Chandler-Henry noted that perhaps by midsummer, a very scaled-back fair event could be staged. “People will be hungry for some type of event by July,” she noted.

Wentworth said the fair would likely be very limited, to just participants and judges. She noted Colorado State University hasn’t issued any recommendations regarding the upcoming county fair season, but the early indication is CSU will instruct extension staff to look to individual county guidelines in planning events.

On that topic, Eagle County is taking early action. Miller noted that on the PRCA schedule, around half of the national rodeo events are canceled through the end of June. Additionally, some big rodeos, including the Greeley Stampede, have been called off for 2020.

Miller said the local fair team suspects that other Colorado rodeo events are waiting for one county to cancel before making a decision about the 2020 summer season.

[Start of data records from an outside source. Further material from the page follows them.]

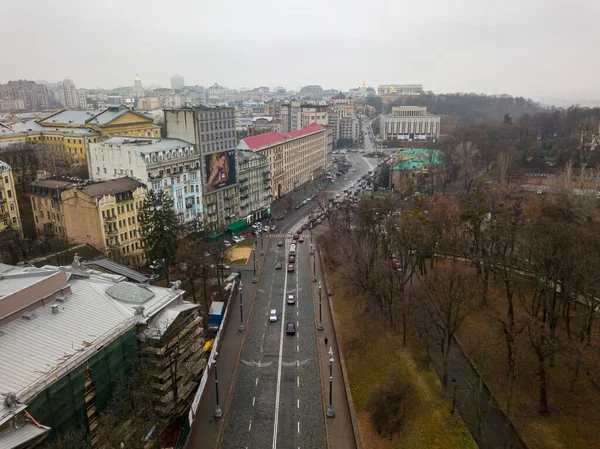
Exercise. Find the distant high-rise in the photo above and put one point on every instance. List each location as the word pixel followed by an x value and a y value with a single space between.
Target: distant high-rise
pixel 70 97
pixel 177 82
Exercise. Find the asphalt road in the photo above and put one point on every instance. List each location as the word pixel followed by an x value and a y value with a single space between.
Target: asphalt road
pixel 276 400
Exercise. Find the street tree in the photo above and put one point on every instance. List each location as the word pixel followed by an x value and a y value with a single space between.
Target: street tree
pixel 160 229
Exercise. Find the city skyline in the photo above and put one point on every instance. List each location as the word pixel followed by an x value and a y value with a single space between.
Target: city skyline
pixel 467 47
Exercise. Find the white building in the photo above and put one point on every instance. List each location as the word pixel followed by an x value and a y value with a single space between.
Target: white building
pixel 255 185
pixel 409 123
pixel 169 165
pixel 70 97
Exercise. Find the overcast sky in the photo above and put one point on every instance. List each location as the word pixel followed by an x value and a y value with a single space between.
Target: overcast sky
pixel 537 48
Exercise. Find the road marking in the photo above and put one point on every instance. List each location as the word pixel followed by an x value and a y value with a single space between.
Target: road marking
pixel 278 391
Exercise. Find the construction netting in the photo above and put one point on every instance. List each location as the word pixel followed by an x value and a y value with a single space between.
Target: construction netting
pixel 62 406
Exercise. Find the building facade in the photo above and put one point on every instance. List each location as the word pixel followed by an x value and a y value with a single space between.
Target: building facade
pixel 34 96
pixel 169 165
pixel 296 115
pixel 295 158
pixel 255 185
pixel 105 215
pixel 212 130
pixel 10 217
pixel 409 123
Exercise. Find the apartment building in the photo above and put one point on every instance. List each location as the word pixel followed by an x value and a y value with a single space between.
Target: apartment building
pixel 212 130
pixel 255 185
pixel 295 158
pixel 105 215
pixel 9 206
pixel 169 165
pixel 296 115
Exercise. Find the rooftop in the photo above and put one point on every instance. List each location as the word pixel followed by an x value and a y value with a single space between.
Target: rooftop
pixel 111 187
pixel 147 144
pixel 38 350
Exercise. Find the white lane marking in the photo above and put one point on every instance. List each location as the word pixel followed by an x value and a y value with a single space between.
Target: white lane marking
pixel 278 391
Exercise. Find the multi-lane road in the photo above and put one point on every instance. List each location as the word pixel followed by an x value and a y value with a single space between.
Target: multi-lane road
pixel 276 400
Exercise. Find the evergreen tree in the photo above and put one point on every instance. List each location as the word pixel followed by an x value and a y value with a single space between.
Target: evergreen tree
pixel 159 226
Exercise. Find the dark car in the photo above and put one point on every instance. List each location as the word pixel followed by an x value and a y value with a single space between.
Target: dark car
pixel 290 329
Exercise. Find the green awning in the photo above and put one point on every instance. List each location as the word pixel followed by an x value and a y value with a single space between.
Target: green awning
pixel 238 226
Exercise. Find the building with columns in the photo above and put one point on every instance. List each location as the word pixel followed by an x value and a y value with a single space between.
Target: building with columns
pixel 409 123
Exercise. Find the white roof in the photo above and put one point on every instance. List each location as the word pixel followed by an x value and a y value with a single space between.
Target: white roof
pixel 36 352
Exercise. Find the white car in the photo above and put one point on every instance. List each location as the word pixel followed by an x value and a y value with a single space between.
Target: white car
pixel 273 316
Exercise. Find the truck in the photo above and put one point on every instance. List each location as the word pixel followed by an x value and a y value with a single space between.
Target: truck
pixel 215 313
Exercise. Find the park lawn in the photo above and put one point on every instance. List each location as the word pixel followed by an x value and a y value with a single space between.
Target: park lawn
pixel 575 416
pixel 372 352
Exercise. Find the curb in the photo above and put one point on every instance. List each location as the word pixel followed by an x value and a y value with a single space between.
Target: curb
pixel 342 360
pixel 237 364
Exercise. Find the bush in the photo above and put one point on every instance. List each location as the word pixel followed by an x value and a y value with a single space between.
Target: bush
pixel 389 404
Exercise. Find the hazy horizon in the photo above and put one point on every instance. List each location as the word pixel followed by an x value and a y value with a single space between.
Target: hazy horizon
pixel 529 48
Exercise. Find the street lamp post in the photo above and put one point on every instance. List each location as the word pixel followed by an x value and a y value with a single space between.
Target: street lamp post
pixel 242 328
pixel 320 314
pixel 315 264
pixel 218 411
pixel 330 412
pixel 454 395
pixel 254 264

“Are we going to be that first domino?” asked Commissioner Jeanne McQueeney.

The county fair staff replied that yes, Eagle County may be.

“But we are getting a lot of phone calls right now and it would be good to have a definitive answer,” she said.

“I think it is a tough recommendation, but I think it is the right one,” said Commissioner Matt Scherr about the cancellation plan. “I do love the idea of still being able to hold the 4-H fair.”

The commissioners also loved the idea of communicating that while the fair and rodeo won’t happen in 2020, it will be back better and than ever in 2021.